Bit as a key

Everything about buying, using, and managing OpenVMS systems not covered by other sections.
Post Reply

Topic author
kwfeese
Contributor
Posts: 10
Joined: Fri Nov 18, 2022 11:34 am
Reputation: 0
Status: Offline

Bit as a key

Post by kwfeese » Wed Mar 29, 2023 6:22 pm

We have a file that uses the bit to determine what to do in a particular situation with an account.

I want to skip all the accounts where the 5th bit is set to a certain value and was wondering if it's possible to create an alternate key on the specific bit in the field I'm trying to bypass.

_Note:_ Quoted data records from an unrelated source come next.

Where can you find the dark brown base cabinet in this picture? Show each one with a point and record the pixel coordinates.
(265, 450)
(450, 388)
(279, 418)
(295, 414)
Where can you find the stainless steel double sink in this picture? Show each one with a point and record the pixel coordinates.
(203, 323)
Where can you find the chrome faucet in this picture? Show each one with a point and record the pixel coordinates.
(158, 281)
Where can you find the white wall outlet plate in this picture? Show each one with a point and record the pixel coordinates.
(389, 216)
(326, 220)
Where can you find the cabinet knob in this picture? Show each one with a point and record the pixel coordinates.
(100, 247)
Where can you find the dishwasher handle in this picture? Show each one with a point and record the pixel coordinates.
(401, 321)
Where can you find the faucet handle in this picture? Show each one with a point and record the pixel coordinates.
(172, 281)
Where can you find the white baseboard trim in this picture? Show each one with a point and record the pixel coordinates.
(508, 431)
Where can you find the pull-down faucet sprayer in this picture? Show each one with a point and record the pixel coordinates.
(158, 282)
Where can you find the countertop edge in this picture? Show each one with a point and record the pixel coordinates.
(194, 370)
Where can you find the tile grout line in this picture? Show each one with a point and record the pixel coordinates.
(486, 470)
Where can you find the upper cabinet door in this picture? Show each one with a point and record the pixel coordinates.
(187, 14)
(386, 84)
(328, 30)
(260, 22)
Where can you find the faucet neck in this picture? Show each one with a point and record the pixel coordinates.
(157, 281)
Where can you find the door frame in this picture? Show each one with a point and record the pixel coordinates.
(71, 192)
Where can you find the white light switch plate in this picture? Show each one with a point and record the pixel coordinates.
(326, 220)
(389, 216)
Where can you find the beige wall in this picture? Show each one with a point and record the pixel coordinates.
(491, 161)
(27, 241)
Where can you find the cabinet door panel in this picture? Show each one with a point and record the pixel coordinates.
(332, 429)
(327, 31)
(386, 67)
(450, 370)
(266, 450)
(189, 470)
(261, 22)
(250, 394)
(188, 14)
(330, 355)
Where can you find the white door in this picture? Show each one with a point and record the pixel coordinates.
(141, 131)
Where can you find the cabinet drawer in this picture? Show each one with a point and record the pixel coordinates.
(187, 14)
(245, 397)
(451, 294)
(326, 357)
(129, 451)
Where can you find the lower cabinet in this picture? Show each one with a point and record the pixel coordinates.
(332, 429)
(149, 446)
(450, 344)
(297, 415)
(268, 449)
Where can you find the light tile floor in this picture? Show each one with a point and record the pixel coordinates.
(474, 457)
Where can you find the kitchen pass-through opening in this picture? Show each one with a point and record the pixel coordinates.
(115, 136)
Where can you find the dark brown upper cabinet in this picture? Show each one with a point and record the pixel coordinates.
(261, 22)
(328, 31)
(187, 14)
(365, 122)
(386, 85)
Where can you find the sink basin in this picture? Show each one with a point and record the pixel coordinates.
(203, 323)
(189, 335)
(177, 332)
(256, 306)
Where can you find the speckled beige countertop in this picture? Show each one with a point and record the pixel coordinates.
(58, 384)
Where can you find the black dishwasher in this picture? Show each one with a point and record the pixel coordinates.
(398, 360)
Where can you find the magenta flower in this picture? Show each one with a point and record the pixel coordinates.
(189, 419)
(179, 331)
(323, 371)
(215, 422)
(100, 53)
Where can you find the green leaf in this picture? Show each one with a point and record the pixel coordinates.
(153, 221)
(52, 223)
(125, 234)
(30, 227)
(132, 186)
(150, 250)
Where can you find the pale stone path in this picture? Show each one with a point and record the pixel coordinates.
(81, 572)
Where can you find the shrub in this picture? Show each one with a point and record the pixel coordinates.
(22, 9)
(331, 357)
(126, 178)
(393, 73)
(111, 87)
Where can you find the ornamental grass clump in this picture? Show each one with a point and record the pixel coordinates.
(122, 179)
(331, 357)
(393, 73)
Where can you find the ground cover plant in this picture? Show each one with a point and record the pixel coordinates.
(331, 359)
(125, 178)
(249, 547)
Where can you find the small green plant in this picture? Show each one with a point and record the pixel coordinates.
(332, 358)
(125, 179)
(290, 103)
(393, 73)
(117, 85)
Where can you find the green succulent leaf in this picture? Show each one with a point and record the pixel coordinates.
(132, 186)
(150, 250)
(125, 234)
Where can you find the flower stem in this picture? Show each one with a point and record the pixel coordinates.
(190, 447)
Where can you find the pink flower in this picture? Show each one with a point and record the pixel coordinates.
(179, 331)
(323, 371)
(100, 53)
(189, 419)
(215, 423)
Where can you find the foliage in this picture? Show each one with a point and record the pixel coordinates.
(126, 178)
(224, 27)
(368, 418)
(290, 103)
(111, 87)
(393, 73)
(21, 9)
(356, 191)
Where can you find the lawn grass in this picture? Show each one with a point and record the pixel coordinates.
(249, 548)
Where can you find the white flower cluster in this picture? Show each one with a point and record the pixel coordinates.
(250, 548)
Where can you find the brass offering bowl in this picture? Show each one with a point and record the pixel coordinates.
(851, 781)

The field is one character in length but I'm only focused on the 5th bit.


joukj
Master
Posts: 158
Joined: Thu Aug 27, 2020 5:50 am
Reputation: 0
Status: Offline

Re: Bit as a key

Post by joukj » Thu Mar 30, 2023 2:39 am

Most programming languages have this option. Below I give an example in Fortran (which I know best)

character*1 ch
integer*1 i1
equivalence (i1 , ch )
open(init=1 , file='your file' )
read(1,'(a)' ) ch
if (btest( I1 , 5-1) )then
..... action for 5th bit set
else
.actioin for 5th bit not set
endif
Last edited by joukj on Thu Mar 30, 2023 2:41 am, edited 1 time in total.


sms
Master
Posts: 310
Joined: Fri Aug 21, 2020 5:18 pm
Reputation: 0
Status: Offline

Re: Bit as a key

Post by sms » Thu Mar 30, 2023 2:48 am

Code: Select all

> We have a file [...]

   And you're reading it how, exactly?  Some high-level language
built-ins?  RMS system services?  Other?

> [...] alternate key on the specific bit in the field [...]

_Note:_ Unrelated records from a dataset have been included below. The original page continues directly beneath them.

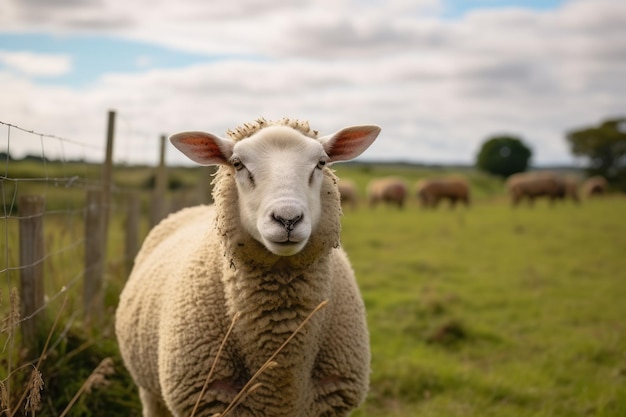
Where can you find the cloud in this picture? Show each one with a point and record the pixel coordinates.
(36, 64)
(438, 87)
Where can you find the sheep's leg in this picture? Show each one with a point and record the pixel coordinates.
(152, 405)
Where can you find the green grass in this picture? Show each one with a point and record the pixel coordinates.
(493, 311)
(486, 311)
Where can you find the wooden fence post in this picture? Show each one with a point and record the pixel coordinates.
(31, 208)
(107, 176)
(132, 229)
(93, 301)
(160, 187)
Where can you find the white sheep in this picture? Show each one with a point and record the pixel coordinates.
(268, 250)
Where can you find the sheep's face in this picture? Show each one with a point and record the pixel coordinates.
(279, 174)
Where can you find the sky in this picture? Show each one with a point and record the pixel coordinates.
(439, 76)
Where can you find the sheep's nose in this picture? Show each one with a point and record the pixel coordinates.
(288, 224)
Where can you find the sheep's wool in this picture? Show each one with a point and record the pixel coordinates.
(198, 269)
(248, 129)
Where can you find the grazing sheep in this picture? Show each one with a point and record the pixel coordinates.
(390, 190)
(531, 185)
(431, 191)
(348, 193)
(595, 186)
(268, 251)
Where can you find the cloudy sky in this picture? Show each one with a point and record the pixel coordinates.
(439, 76)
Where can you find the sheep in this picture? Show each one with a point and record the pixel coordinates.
(348, 193)
(532, 185)
(431, 191)
(267, 251)
(595, 186)
(390, 190)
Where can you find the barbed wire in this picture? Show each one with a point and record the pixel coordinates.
(74, 210)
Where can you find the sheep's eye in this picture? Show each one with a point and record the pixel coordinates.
(237, 164)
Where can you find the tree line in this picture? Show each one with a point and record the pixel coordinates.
(603, 147)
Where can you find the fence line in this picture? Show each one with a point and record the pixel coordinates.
(71, 201)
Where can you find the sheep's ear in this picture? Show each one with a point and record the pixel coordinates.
(350, 142)
(203, 148)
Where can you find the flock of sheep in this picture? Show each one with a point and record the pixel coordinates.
(249, 306)
(523, 186)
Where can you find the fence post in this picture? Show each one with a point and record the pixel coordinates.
(94, 256)
(160, 187)
(107, 176)
(132, 229)
(31, 208)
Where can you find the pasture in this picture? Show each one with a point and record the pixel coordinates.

   I know nothing, but I don't see how you'd specify it.  According to
the "VSI OpenVMS Record Management Services Reference Manual":

      https://vmssoftware.com/docs/VSI_RMS_Ref_Manual_23Jul19.pdf

      7.10. RAB$B_KSZ Field

      The key size (KSZ) field contains a numeric value equal to the
      size, in bytes, of the record key pointed to by the RAB$L_KBF
      field. 

   How would you specify a key size of one bit, "in bytes"?

   Knowing what I know, I'd guess that you've compacted your data too
much to make that kind of selection easy.

      "See the Guide to OpenVMS File Applications for more information
      about accessing indexed records."


> Most programming languages have this option. [...]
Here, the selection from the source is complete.